Cynthia Gordy, an assistant editor at Essence, said the contest was important because "the young artists who are in college now are the future of hip-hop. We want to encourage them to change the direction of mainstream hip-hop.
“This is not to say we’re boycotting,” added Gordy. “We’re just calling for some balance.”
But does “balanced” sell records?
“There’s quite a lot of ‘conscious’ hip-hop that sells,” said Darcie Wicknick, a recent graduate of Berklee and a co-founder of the Boston Hip-Hop Alliance, a group that supports positive hip-hop artists. She said that artists like The Roots and Kanye West are positive contemporary examples and that several college students have come to her group looking for help at getting their positive messages out through hip-hop.
“A lot of times, I hear from young people, ‘I just like the beat,’ ” added Banfield. “They aren’t necessarily listening to the words. I don’t think anyone would quit listening if the beat is there.”
Several aspiring hip-hop students enrolled at Berklee appreciate looking at hip-hop through a critical lens -- without being judgmental of controversial artists who have succeeded in the current business.
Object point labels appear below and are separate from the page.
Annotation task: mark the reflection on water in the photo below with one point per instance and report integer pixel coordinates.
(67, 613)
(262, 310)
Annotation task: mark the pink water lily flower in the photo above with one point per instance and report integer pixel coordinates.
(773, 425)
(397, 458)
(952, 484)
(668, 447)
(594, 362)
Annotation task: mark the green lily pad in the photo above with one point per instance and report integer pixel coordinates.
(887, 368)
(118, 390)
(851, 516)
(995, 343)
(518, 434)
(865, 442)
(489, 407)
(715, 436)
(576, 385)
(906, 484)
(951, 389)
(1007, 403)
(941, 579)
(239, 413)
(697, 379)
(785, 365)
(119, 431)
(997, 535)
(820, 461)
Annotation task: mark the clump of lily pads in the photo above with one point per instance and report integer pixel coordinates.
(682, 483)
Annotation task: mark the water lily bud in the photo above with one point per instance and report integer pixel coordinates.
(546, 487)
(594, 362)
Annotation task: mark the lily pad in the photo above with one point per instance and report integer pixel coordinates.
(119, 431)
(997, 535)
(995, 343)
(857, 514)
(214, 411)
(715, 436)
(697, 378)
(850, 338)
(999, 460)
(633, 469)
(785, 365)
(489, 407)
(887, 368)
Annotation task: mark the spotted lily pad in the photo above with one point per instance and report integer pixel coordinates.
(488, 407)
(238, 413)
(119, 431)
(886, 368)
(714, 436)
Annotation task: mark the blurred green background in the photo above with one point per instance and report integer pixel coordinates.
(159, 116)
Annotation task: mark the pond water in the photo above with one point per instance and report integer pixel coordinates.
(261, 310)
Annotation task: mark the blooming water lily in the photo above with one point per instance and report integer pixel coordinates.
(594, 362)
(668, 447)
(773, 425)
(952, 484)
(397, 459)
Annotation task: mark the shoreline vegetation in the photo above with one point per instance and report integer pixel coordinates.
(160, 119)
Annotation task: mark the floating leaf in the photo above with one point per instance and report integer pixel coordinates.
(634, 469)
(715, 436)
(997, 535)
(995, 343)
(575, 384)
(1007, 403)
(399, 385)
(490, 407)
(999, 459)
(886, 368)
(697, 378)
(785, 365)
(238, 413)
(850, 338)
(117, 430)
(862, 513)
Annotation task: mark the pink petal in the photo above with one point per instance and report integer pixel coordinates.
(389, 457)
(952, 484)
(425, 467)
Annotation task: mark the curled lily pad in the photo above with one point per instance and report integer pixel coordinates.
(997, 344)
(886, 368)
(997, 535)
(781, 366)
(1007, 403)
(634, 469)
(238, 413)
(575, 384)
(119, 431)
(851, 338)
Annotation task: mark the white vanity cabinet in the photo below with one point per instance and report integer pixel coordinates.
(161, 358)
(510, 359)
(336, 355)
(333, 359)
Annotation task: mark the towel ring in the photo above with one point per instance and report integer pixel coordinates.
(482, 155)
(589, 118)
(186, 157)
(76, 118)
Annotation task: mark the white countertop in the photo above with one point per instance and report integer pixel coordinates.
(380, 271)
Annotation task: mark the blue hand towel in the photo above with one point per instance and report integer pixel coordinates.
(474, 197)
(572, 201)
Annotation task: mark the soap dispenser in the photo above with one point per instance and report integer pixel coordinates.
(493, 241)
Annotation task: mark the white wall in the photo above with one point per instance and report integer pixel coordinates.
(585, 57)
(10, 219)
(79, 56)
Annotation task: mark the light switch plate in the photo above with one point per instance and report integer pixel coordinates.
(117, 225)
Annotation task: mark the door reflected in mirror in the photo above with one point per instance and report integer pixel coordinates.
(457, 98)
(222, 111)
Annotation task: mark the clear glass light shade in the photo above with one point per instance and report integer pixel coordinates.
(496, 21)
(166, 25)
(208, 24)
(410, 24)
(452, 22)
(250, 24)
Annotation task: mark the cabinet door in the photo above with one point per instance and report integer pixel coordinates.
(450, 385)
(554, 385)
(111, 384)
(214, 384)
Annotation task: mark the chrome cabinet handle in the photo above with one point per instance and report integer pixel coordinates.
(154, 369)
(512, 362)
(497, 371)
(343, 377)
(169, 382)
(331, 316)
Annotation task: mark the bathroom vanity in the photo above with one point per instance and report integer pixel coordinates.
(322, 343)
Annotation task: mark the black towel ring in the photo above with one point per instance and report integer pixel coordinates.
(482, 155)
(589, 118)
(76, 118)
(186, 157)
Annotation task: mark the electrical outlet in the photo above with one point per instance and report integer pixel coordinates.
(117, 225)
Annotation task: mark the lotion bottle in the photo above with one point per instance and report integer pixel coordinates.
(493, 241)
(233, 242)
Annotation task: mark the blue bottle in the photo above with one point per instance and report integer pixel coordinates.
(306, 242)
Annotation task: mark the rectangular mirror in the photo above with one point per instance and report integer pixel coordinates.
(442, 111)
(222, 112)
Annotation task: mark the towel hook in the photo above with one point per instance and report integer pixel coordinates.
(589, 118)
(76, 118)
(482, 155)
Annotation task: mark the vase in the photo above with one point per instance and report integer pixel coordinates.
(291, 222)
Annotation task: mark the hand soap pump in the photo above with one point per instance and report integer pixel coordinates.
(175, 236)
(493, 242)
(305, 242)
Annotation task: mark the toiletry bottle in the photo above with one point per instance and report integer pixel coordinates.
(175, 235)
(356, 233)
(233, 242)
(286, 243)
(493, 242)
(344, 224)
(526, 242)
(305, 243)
Arson Optics, a junior at the college who has produced several hip-hop albums to date, said that he tries not to be a “hater” because he understands that certain artists are making money and “getting themselves out of difficult situations” by producing music and videos that are sometimes sexually offensive. Still, he said, “hip-hop was born positive and right now [in the music industry] another side of the game is being exposed.”
Through his music, Optics tries to emulate artists that he views as positive, like Nas and Common. He said, too, that hip-hop is a “positive force,” but every song doesn’t have to make everyone happy “because everything in the world isn’t positive.”
Anjuli Stars Gonzalez, a junior studying songwriting at the college, said that she admires the work of Kanye West. “He’s taking hip-hop in a different direction. He’s bringing a religious spin and more class to the business. I appreciate that.” She also said that women have been represented in the genre through the work of artists like Lauren Hill and Jean Grae.
If Gonzalez ends up becoming a hip-hop recording artist, will bikini-clad women appear in her videos? “I don’t believe so,” she said.
Thomas F. DeFrantz, an associate professor of music and theater arts at the Massachusetts Institute of Technology, said that more and more colleges are looking at hip-hop as an important field of study. “Most people that I know who teach it do it as a way to connect to some sense of a student’s reality,” he said.
DeFrantz views the critiques of hip-hop going on at Berklee as “essential.” But he cautioned that the music industry isn’t the only reason that negative messages have been passed on through hip-hop. “It’s about more than that,” he said. “People love having sex and talking about sex. Is hip-hop really just about making money? Or is there something more to it?
“Think about it,” added DeFrantz. “ ‘Back That Ass Up’ is a hilarious song. The beat gets you going. But it’s nasty, too.”